The case involves the manufacturer of a popular online video game (Blizzard’s Worlds of Warcraft) which alleges copyright infringement and violations of the Digital Millennium Copyright Act (DMCA) against a company (MDY) that designed a program allowing users to cheat the game. Worlds of Warcraft is a game that is played exclusively online in a multiuser environment. Players who use MDY’s cheat program advance more quickly through the game’s early stages without actually playing — a robot manages the character. Nearly five percent of all non-cheating players have registered complaints that this works to their competitive disadvantage and degrades quality of play for the fair playing masses (ten million in total).
The key issue for the appellate court to decide was whether MDY’s cheat infringed on Blizzard’s copyrighted works and violated the DMCA. The Ninth Circuit moved to vacate the decision of a lower court while ruling that MDY did indeed violate the DMCA. This means we haven’t heard the last of this case.
So what are the legal implications? Indulge me a bit as we examine this in the language of the court.
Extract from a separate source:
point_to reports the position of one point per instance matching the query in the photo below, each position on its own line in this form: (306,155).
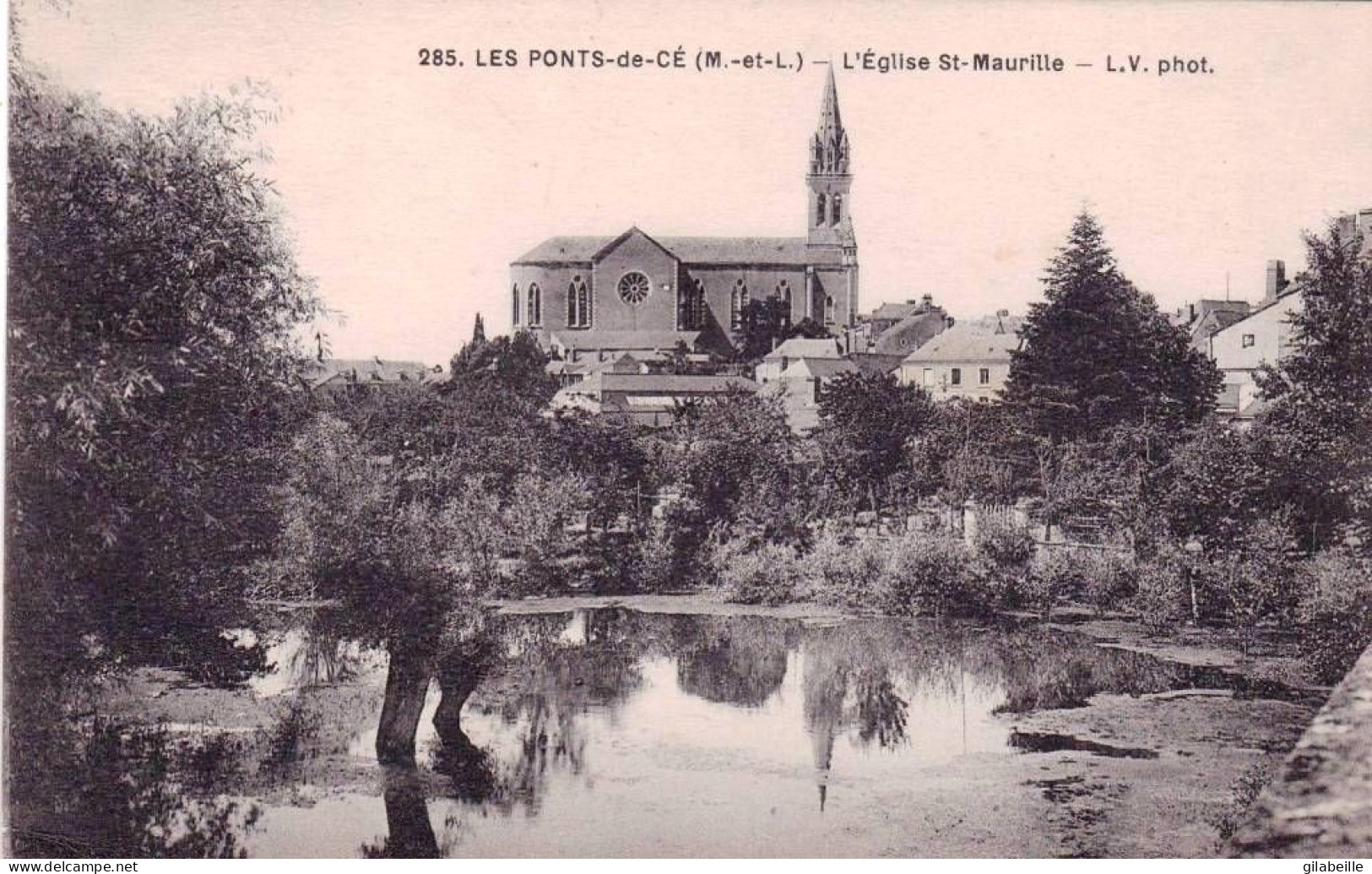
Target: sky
(410,188)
First, from the Court’s ruling:
The Court concluded that MDY… traffics in a technology, or part thereof, that is primarily designed, produced or marketed for, or has limited commercial significant use other than, circumventing a technological measure that effectively controls access to a copyrighted work.
Some organizations rushed to publish quick analyses of the decision that, unfortunately, missed the point. After having the opportunity to fully review the decision in the context of related and impacted cases, this is what I believe has, in fact, just occurred.
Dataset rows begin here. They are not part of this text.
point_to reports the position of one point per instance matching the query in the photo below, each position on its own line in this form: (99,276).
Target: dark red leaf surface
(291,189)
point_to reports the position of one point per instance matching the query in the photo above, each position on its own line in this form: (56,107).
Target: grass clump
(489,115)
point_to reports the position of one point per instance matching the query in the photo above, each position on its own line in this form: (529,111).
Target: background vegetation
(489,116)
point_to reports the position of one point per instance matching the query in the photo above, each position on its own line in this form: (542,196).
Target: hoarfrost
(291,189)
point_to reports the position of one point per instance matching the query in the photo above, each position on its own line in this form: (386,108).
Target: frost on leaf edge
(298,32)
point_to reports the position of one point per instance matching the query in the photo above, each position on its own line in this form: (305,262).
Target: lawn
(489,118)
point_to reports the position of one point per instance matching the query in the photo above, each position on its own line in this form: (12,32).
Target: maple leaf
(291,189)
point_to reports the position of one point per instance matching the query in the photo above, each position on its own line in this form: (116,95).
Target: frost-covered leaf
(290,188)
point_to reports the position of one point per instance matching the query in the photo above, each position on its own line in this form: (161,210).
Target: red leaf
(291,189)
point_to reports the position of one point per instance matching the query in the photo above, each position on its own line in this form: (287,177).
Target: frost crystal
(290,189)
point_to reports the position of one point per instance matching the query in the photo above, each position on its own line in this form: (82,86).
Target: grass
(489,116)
Based upon the Ninth Circuit reading of Lexmark (and the text of 1201(a)), the Ninth Circuit’s interpretation of the DMCA does not compel a different result in a case like Chamberlain. Under MDY, It would appear that you must show that access controls were intended to control access in order to protect a copyrighted work–not in order to use some code as an excuse to eliminate competition in the secondary market for garage-door controllers. Chamberlain and Storage Tek don’t really say that circumvention is only actionable if it is the “nexus” that enables actual copyright infringement, and MDY did not really say that no “nexus” to the protection of a copyrighted work is required to prove a 1201(a) violation. Some have distorted this point.
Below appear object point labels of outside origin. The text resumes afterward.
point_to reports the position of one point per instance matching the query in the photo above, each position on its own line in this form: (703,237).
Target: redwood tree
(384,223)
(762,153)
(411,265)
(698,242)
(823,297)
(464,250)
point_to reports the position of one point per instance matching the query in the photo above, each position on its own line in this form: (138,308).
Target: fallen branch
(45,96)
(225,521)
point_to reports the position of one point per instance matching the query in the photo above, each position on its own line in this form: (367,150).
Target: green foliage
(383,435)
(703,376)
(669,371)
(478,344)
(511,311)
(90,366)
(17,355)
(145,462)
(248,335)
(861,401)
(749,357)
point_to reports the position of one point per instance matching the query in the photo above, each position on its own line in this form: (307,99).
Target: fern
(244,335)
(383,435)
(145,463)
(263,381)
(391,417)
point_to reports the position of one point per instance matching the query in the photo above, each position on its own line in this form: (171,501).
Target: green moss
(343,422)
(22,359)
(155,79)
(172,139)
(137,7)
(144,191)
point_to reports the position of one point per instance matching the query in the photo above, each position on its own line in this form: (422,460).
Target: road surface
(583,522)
What really happened is that MDY v. Blizzard confirmed both the validity of software-licensing agreements and the wisdom of the anticircumvention rights that Congress and President Clinton conferred upon copyright owners in the DMCA. Nevertheless, the Ninth Circuit’s highly technical analyses should not obscure the practical implication of its decision: The Court held that, together, software-licensing agreements and the DMCA empower creators of online games to prevent other companies from profiting by helping cheaters breach their legal duties not to ruin wildly popular games enjoyed by millions of who play by the rules.
Thomas Sydnor II is Senior Fellow in Intellectual Property at the Innovator’s Network, a public-interest-focused think tank that studies innovation in Washington, D.C. He researches and writes on intellectual-property law, particularly on copyrights.